MM. Le Drian, Beauvais et Tremblay ont réaffirmé la position commune des Régions de l’Ouest, exprimée dès le mois de février 2008 :

> Pour le maintien des quotas laitiers réactifs et flexibles,
> Pour une politique efficace de régulation des marchés agricoles,
> Pour une agriculture durable et diversifiée sur tout le territoire européen.
Soutenir les éleveurs par le biais du FEADER

Le « bilan de santé de la PAC », établi fin 2008, dégage de considérables marges de manœuvre budgétaires pour que la France puisse soutenir ses éleveurs laitiers par le biais du FEADER, le second pilier de la PAC.

Les Régions demandent donc au Gouvernement de mettre immédiatement à profit cette opportunité pour sauver des milliers d’exploitations de la faillite et de la disparition.
L’attribution de ces aides devra se faire de la manière la plus transparente possible, en y associant les Conseils régionaux.

Régulation publique et gel de l’augmentation des quotas e 1 % par an :

Mais bien plus que des aides, c’est d’une véritable politique de régulation publique dont l’agriculture a besoin. Les Présidents de Région s’engagent à agir à Bruxelles, dans la mesure de leurs moyens, aux côtés d’autres régions européennes et de parlementaires européens, afin d’amener le Conseil et la Commission à reconsidérer leur position dogmatique sur la libéralisation des marchés agricoles.

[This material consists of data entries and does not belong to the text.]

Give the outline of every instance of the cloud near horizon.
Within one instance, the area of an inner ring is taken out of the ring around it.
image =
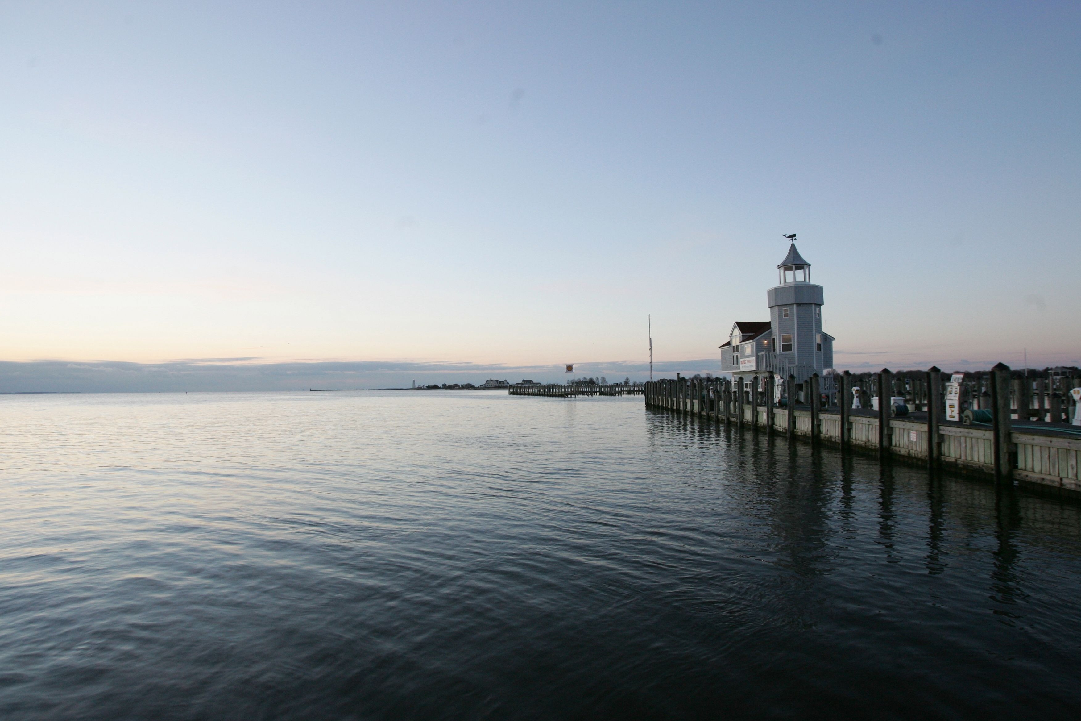
[[[261,363],[256,358],[187,359],[162,363],[126,361],[0,361],[0,393],[34,392],[176,392],[242,390],[308,390],[310,388],[409,388],[443,383],[481,384],[486,378],[540,383],[564,379],[558,364],[509,365],[470,362],[418,361],[294,361]],[[946,370],[982,370],[998,360],[926,360],[853,355],[839,364],[852,372],[877,371],[883,365],[894,371],[923,370],[937,364]],[[256,361],[256,362],[252,362]],[[892,361],[892,362],[891,362]],[[903,362],[898,362],[903,361]],[[1076,361],[1073,361],[1076,362]],[[658,361],[655,378],[677,373],[719,375],[716,359]],[[648,380],[649,363],[608,361],[576,363],[579,377],[604,376],[610,382]]]

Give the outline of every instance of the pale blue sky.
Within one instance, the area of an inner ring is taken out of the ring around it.
[[[0,360],[1081,357],[1078,3],[0,2]]]

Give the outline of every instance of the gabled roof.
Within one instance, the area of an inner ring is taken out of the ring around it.
[[[739,331],[739,343],[746,343],[748,341],[753,341],[763,333],[768,333],[773,330],[773,324],[768,320],[737,320],[735,322],[736,330]],[[719,348],[726,348],[732,345],[732,338],[730,337],[724,345],[718,346]]]
[[[788,246],[788,255],[785,256],[785,259],[782,261],[780,265],[778,265],[777,267],[780,268],[782,266],[786,265],[811,265],[811,264],[803,259],[803,256],[800,255],[800,252],[796,250],[796,243],[792,243],[791,245]]]

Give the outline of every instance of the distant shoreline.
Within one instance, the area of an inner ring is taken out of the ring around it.
[[[503,386],[501,388],[482,388],[477,386],[476,388],[308,388],[312,393],[333,393],[333,392],[345,392],[352,390],[506,390],[510,386]]]

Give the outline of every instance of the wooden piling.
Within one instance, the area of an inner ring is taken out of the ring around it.
[[[758,430],[758,376],[750,379],[750,427]]]
[[[768,376],[765,382],[765,432],[768,436],[773,436],[773,393],[776,392],[776,379],[773,377],[773,373]]]
[[[736,425],[743,428],[743,398],[744,398],[744,379],[739,376],[739,385],[736,387]]]
[[[796,440],[796,375],[792,373],[788,374],[788,387],[785,388],[785,393],[788,396],[787,409],[788,409],[788,440]]]
[[[942,441],[938,424],[943,415],[943,372],[937,365],[927,370],[927,464],[937,466],[942,460]]]
[[[991,369],[991,431],[995,446],[995,476],[1013,479],[1013,428],[1010,424],[1010,366],[999,363]]]
[[[890,453],[893,444],[893,435],[890,432],[890,396],[893,395],[893,373],[884,368],[879,373],[878,399],[879,399],[879,453],[885,457]]]
[[[838,403],[841,411],[841,450],[849,450],[852,441],[852,428],[849,425],[849,416],[852,415],[852,373],[845,371],[841,374],[841,398]]]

Ils demandent en particulier le gel de l’augmentation du quota laitier de 1% par an qui condamne les agriculteurs à être payés en dessous de leur prix de revient.
Réforme de la politique européenne de la pêche

Jean-Yves Le Drian, président du Conseil régional de Bretagne, Jacques Auxiette, président du Conseil régional des Pays de la Loire, François Maïtia, vice-président du Conseil régional d’Aquitaine ont présenté la contribution commune élaborée en réponse au Livre vert par les Régions Bretagne, Pays de la Loire, Aquitaine, Basse-Normandie et Poitou-Charentes.

Gouvernance multi-niveaux, gestion publique éco systémique de la ressource et politique maritime intégrée sont les principales attentes exprimées dans le document.

Les cinq régions maritimes de l’Ouest français représentent à ce jour près de 80% des ventes nationales des produits de la pêche et comptent parmi les régions européennes les plus actives, tant au niveau des activités de pêche que de conchyliculture. Elles apparaissent donc naturellement comme des interlocuteurs de premier plan dans le cadre d’une réforme durable de la politique commune de la pêche et de l’aquaculture (PCPA).

Afin de faire entendre leur voix, les cinq régions se sont regroupées pour présenter, en réponse au Livre vert -la consultation lancée par Bruxelles pour préparer la nouvelle politique européenne de la pêche et de l’aquaculture de 2012- une position commune sur cette réforme.
A travers cette contribution, les cinq régions, qui veilleront au maintien d’une politique commune de la pêche et de l’aquaculture convenablement dotée en outils financiers, ont souhaité délivrer plusieurs messages :

• la politique commune de la pêche et de l’aquaculture doit permettre une meilleure structuration de la filière avec un renforcement des organisations de producteurs et la protection des marchés intérieurs ;
• la gouvernance doit être maintenue à plusieurs niveaux tout en renforçant le rôle des Conseils consultatifs régionaux (CCR) et l’implication des Régions ;
• la PCPA doit donner lieu à une gestion éco systémique de la ressource, avec une répartition des quotas par pêcherie, à l’échelon le plus pertinent du bassin maritime. La ressource est un bien public qui doit rester sous contrôle public, sans privatisation des quotas ;
• la pêche et l’aquaculture ne peuvent être raisonnées que dans le cadre d’une politique maritime intégrée, car elles interagissent avec l’environnement économique, social et environnemental ;
• ces deux secteurs doivent pouvoir se moderniser par la formation des jeunes, le développement des bateaux du futur… en pleine cohérence avec une gestion durable de la ressource.